A specific venom immunotherapy is an important and recommended method of the curative treatment of patients with a high risk of a bad outcome [12]. Venom immunotherapy is effective and lessens the risk of a systemic reaction, prevents morbidity and mortality and improves the quality of life. The advised duration of VIT is 5 years. In the case of young women in the reproductive period, there is high probability of gestation [10, 13].
These studies confirm an earlier observation that VIT is safe for pregnant women. The data presented show that all the newborns were in a good condition. All babies were without congenital defects or fetal malformations and were born in a good condition. Except for one newborn who obtained nine APGAR points, all babies were given ten APGAR points.

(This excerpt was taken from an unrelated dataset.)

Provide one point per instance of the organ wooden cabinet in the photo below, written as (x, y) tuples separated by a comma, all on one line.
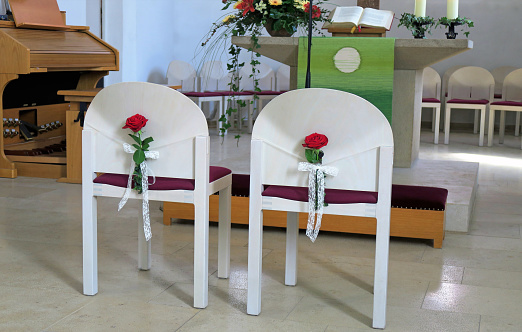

The frequency of complications in mothers in our study did not demonstrate any apparent increase above that observed in pregnant women who did not receive VIT.
Conclusions
Pregnant women with a medical history of severe anaphylactic reactions after hymenoptera stings are at risk of potentially life-threatening reactions that result from insect re-stings. Self-injectable epinephrine, the current standard of treatment for anaphylaxis, also carries the risk of severe complications. Our studies have shown that VIT is safe for pregnant women and for infants.
Conflict of interest
The authors declare no conflict of interest.